Steve and Don Strong have been working with Yihui Zhang in China over the past few years. A paper based on this collaboration is now published in the Journal of Ecology. It describes phenotypic variation in exotic Spartina alterniflora in China. Spartina alterniflora is now widespread along the Chinese coast. Across this distribution, plants exhibit phenotypic variation in plant height, shoot density and sexual reproduction, but most of this variation disappears in a common garden, indicating that it is mostly due to plasticity rather than fixed genetic traits. In the native range, at least some latitudinal variation in Spartina traits has a fixed genetic basis. Some of the latitudinal patterns are similar to those found across latitude in the native range in the US, but others are different or have not been studied in the US. Thus, the latitudinal clines show some different patterns and have different underlying mechanisms in the native and exotic ranges.
Liu, W., Maung-Douglass, K., Strong, D.R., Pennings, S.C. and Zhang, Y. (2016). Geographical variation in vegetative growth and sexual reproduction of the invasive Spartina alterniflora in China. Journal of Ecology 104:173-181.
Photograph: Yihui and his students measure introduced Spartina alterniflora in China.
Laurie Marczak, Kazik and Steve have a new paper in Journal of Ecology exploring how local versus geographic variation in traits of Spartina alterniflora affect herbivores (Prokelisia planthoppers). As shown before, local variation (tall versus short form, simulated in our study by fertilizing) was very important for herbivores, which do better on tall form plants. Although high-latitude plants are more palatable to herbivores than low-latitude plants, this affected population growth only slightly. Predators (spiders) and top omnivores (Orchelimum) affected Prokelisia, but these effects were mediated by bottom-up conditions. These results allow us to start putting local studies of Spartina-herbivore interactions into a better geographic context.
Marczak, L. B., K. Więski, R. F. Denno and S. C. Pennings. 2013. Importance of local versus geographical variation in saltmarsh plant quality for arthropod herbivore communities. Journal of Ecology 101:1169-1182.
The journal Oceanography just published a special issue focusing on the coastal LTER sites.
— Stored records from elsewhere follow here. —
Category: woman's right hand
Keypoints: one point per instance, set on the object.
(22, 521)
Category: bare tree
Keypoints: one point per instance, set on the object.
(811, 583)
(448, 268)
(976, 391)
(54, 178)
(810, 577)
The issue includes several papers from the GCE LTER, including one using remote sensing to estimate plant composition and biomass and invertebrate densities. Alana Lynes and Steve were among the authors.
Schalles, J. F., C. M. Hladik, A. A. Lynes and S. C. Pennings. 2013. Landscape estimates of habitat types, plant biomass, and invertebrate densities in a Georgia salt marsh. Oceanography 26:88-97.